A segunda boa-nova acaba de ser publicada no New England Journal of Medicine e está em fase final de aprovação pela FDA, o órgão de regulamentação dos Estados Unidos. Pela primeira vez foi utilizada a combinação de três remédios ao mesmo tempo, prontos a agir em uma mutação específica. O trio encorafenibe, binimetinibe e cetuximabe ataca simultaneamente mutações associadas ao gene BRAF, encontrado no câncer de intestino e no melanoma. Os pacientes da pesquisa sofriam de câncer intestinal em um estágio que já não respondia mais a outros tratamentos. Não havia opções de sobrevivência, portanto. A terapia aumentou o tempo de vida médio para nove meses — até então eram cinco meses. Diz o oncologista Bernardo Garicochea, do Grupo Oncoclínicas: “Faz vinte anos que não havia uma notícia tão promissora para esse tipo de tumor”. Na frieza das estatísticas médicas, ganhar menos de um ano de vida pode parecer muito pouco. Para quem vive a realidade de um câncer grave, poucos dias podem ser suficientes para resolver questões essenciais da vida — e, atrelada à miudeza dos anseios humanos, a medicina não para de correr.
Há renovadas esperanças, como revelam as histórias pessoais relatadas ao longo desta reportagem, e, apesar do novo comportamento de quem sabe que pode ser curado, sim, o câncer ainda é a segunda causa de mortes em todo o mundo — atrás apenas dos problemas cardiovasculares. Ele mata 9,6 milhões de pessoas todos os anos, das quais 215 000 no Brasil. Mas as avenidas de cura se abrem exponencialmente numa indústria, a oncológica, que investe, em média, 1 bilhão de reais para fabricar um único medicamento (de cada dez em desenvolvimento, apenas dois chegam ao mercado). De mãos dadas com as estatísticas, os tratamentos inovadores, aprovados e bem-sucedidos, autorizariam, hoje, um novo olhar de Susan Sontag, porque em muitos casos o câncer deixou de ser agourento e obsceno.

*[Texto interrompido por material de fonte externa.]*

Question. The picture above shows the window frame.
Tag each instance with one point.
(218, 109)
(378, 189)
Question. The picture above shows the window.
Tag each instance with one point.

O ator, que virou referência de fortaleza pela forma de lidar com os tratamentos do câncer, a quimioterapia e o transplante de medula óssea, falou em entrevista na ocasião: “Nunca ninguém para e pensa que um dia pode ter essa doença. Tive um câncer raro. Fiquei assustado. Mas acredito que isso foi uma dádiva para mim. Acho que existem coisas reservadas para a gente que fogem da nossa explicação, mas que talvez lá na frente a gente vá entender perfeitamente e agradecer muito”.